Als Reaktion auf die Rechtfertigung der Invasion als „Kampf gegen den Nazismus in der Ukraine“ durch die russische Propaganda, rief die FAS zur „Denazifizierung“ Russlands auf und berief sich dabei auf den zweifelsohne in Russland existierenden Nationalismus. In ihrem Telegram-Kanal veröffentlicht die Initiative in der ständigen Rubrik #StimmennationalerMinderheiten (голоса_нац_менок) Berichte von Angehörigen nationaler Minderheiten über rassistische Vorfälle. Aus allen Regionen Russlands senden Menschen – Burjat*innen, Altaier*innen, Osset*innen, Tartar*innen – ihre Geschichten ein. Sie erzählen von mannigfachen Fällen rassistischer Aggression von Seiten der Russ*innen oder über die amtlich verordnete Pflicht zur Nutzung der russischen Sprache – genau das, also das Verbot der russischen Sprache, wirft Russland im Übrigen der Ukraine vor.

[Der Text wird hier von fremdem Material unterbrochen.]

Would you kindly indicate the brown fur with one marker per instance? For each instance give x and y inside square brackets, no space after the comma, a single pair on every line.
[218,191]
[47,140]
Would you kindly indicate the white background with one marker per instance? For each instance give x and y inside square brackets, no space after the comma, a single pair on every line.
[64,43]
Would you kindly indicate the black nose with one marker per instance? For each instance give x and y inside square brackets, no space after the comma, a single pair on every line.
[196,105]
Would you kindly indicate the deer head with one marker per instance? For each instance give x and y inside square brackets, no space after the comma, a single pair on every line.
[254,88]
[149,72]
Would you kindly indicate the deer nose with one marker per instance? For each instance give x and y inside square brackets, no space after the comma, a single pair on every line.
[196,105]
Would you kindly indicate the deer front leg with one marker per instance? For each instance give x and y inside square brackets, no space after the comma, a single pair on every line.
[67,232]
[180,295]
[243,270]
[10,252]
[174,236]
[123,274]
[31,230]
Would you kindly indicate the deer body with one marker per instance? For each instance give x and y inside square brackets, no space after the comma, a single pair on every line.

Neben all diesen Strategien gibt es auch radikalere Formen des Protests – immer wieder tauchen Nachrichten über Brandanschläge auf Musterungsbehörden oder Aktionen der „Schienenpartisanen“ (рельсовые партизаны) auf.

Der Schienenkrieg war eine der wichtigsten Taktiken der Partisan*innen im Zweiten Weltkrieg, ein Großteil der Aktionen fand in Belarus statt. Und da heute der Nachschub an Waffen und Technik oft durch Belarus transportiert wird, sind es wiederum vor allem Belaruss*innen, die Gleisanlagen sabotieren, Schaltanlagen kurzschließen, Signalanlagen zerstören oder die Gleise blockieren. Sicherlich sind ihre Aktionen nicht so radikal wie die während des Zweiten Weltkriegs: Sie sprengen keine Brücken oder verminen die Strecken, aber nichtsdestotrotz wurde die Logistik durch die Blockadeaktionen so sehr gestört, sodass Lukaschenko zum Äußersten griff. Um die Aktivist*innen einzuschüchtern, wurde das belarussische Strafgesetz verschärft und jetzt kann schon für den „Versuch der Vollendung eines terroristischen Akts“ die Todesstrafe durch Erschießen verhängt werden.

Alle beschriebenen Widerstandsformen werden dezentral organisiert, die Bewegung hat keine Anführer*innen und das ist nach Meinung der Aktivist*innen ihre Stärke. Dadurch ist es möglich, sich der Strafverfolgung zu entziehen und neue Zellen zu gründen. In einer Zeit, in der öffentlicher Protest aufgrund der massiven Repression nicht möglich ist, helfen kleine Widerstandsakte und scheinbar unbedeutende, aber unermüdliche Arbeit den Menschen, durchzuhalten und nicht zu verzweifeln.

Neben den zwei großen Organisationen – der FAS und Wesna – gibt es eine Vielzahl kleinerer Gruppen, wie zum Beispiel die „Medienpartisanen“ (Медиа Партизаны), die Informationen über den Krieg in den Sozialen Medien von Fake-Accounts posten oder Mobilfunkmasten sabotieren, oder die Gruppe „Ungefährlicher Repost“ (Безопасный репост) von Aktivist*innen, die sich im Ausland aufhalten und so gefahrlos Informationen verbreiten können.

Außerdem gibt es neben der Widerstandsbewegung die große Freiwilligengruppe „Wir helfen bei der Flucht“ (Помогаем уехать), die Flüchtlinge dabei unterstützt, die Ukraine zu verlassen, und darüber hinaus Menschen, die nach Russland verbracht wurden, dabei hilft, in die EU zu gelangen. 

All das macht Hoffnung, dass sich die russische Gesellschaft solidarisch zeigen und dem diktatorischen Regime in dieser schweren Krise Widerstand leisten wird.